‘We deliver’: How CSL shares jumped 367 per cent under this CEO’s reign
“Patience is always a good idea,” he said.
Perreault will step down from his post as chief executive of one of Australia’s largest companies in March, after leading the business through a decade which included a pandemic, multibillion-dollar acquisitions and global expansion. When he stepped into the role in July 2013, CSL shares were trading about $65.50. At the end of last week, they closed above $304.
He says landing a CEO role was never on his career bucket list, but over the past decade, he’s made decisions which have reshaped the direction of the $145.6 billion company.
‘I didn’t become CEO in a blink of an eye. Patience is always a good idea.’
Paul Perreault, CSL chief executive
This includes overseeing the purchase of the Novartis influenza vaccine business in 2015 for $US275 million ($397 million), which helped transform the company’s vaccines business, CSL Seqirus, into a company generating $2 billion in revenue a year.

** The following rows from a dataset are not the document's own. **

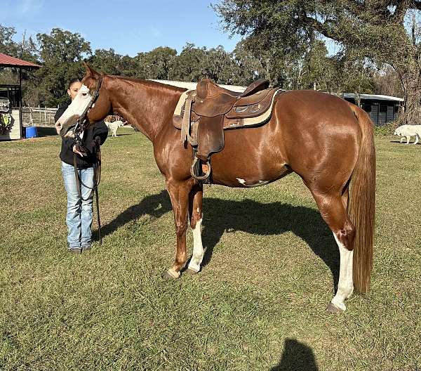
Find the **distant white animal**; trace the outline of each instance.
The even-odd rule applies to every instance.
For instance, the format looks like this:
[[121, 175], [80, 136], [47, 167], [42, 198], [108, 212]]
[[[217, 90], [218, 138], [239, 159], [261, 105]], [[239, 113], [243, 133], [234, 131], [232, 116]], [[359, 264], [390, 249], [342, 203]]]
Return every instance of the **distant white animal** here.
[[402, 125], [394, 131], [394, 134], [401, 137], [399, 143], [406, 138], [406, 144], [409, 144], [411, 136], [415, 136], [414, 144], [417, 144], [421, 137], [421, 125]]
[[127, 121], [114, 121], [113, 122], [107, 122], [105, 121], [105, 122], [108, 130], [111, 131], [112, 133], [112, 136], [117, 136], [117, 129], [127, 124]]

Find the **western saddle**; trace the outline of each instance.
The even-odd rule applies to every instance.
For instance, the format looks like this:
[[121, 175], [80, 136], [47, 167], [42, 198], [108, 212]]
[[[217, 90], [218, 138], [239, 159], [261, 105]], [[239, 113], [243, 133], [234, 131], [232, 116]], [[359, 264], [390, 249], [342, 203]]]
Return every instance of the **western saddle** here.
[[270, 118], [278, 89], [269, 80], [254, 82], [243, 93], [232, 91], [204, 79], [196, 90], [185, 92], [174, 112], [174, 126], [181, 129], [194, 150], [192, 176], [210, 183], [210, 155], [224, 148], [224, 130], [256, 126]]

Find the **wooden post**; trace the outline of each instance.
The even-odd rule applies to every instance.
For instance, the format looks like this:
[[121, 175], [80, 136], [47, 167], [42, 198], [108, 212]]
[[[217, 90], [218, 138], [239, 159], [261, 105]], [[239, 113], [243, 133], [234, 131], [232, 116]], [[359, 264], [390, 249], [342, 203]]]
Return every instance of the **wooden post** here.
[[22, 67], [19, 68], [19, 127], [20, 130], [20, 139], [25, 138], [23, 132], [23, 117], [22, 115]]

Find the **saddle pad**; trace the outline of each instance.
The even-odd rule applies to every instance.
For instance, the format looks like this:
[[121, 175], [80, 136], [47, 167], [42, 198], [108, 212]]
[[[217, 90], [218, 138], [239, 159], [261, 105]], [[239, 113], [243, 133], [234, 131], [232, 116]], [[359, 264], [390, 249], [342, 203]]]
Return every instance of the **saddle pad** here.
[[[183, 105], [185, 103], [185, 100], [187, 98], [187, 93], [192, 91], [185, 91], [181, 94], [178, 103], [177, 103], [177, 106], [175, 107], [175, 110], [174, 110], [174, 119], [173, 120], [173, 124], [177, 129], [181, 129], [181, 124], [182, 122], [182, 117], [184, 113], [182, 110]], [[247, 118], [241, 118], [241, 119], [229, 119], [226, 117], [223, 120], [222, 128], [224, 129], [236, 129], [244, 126], [258, 126], [264, 122], [266, 122], [272, 115], [272, 111], [273, 110], [274, 103], [275, 100], [275, 97], [282, 91], [285, 91], [281, 89], [276, 90], [272, 97], [272, 102], [270, 103], [270, 107], [269, 109], [263, 114], [256, 116], [255, 117], [247, 117]]]
[[216, 117], [201, 117], [197, 131], [197, 153], [196, 156], [206, 161], [213, 153], [224, 148], [223, 115]]

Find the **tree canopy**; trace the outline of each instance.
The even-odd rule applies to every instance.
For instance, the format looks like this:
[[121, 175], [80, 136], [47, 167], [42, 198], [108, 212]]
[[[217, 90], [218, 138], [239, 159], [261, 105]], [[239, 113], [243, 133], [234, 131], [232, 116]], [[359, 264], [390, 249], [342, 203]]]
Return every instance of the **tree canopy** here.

He was also at the wheel throughout COVID-19, including overseeing CSL’s involvement in the University of Queensland’s vaccine project, which was ultimately shelved when it was shown the product caused trial participants to return false positives on some HIV tests, and the manufacture of AstraZeneca’s vaccine for the Australian population.
It was during this time that messenger-RNA technologies captured the public’s imagination for the first time as the Moderna and Pfizer BioNTech products came to market.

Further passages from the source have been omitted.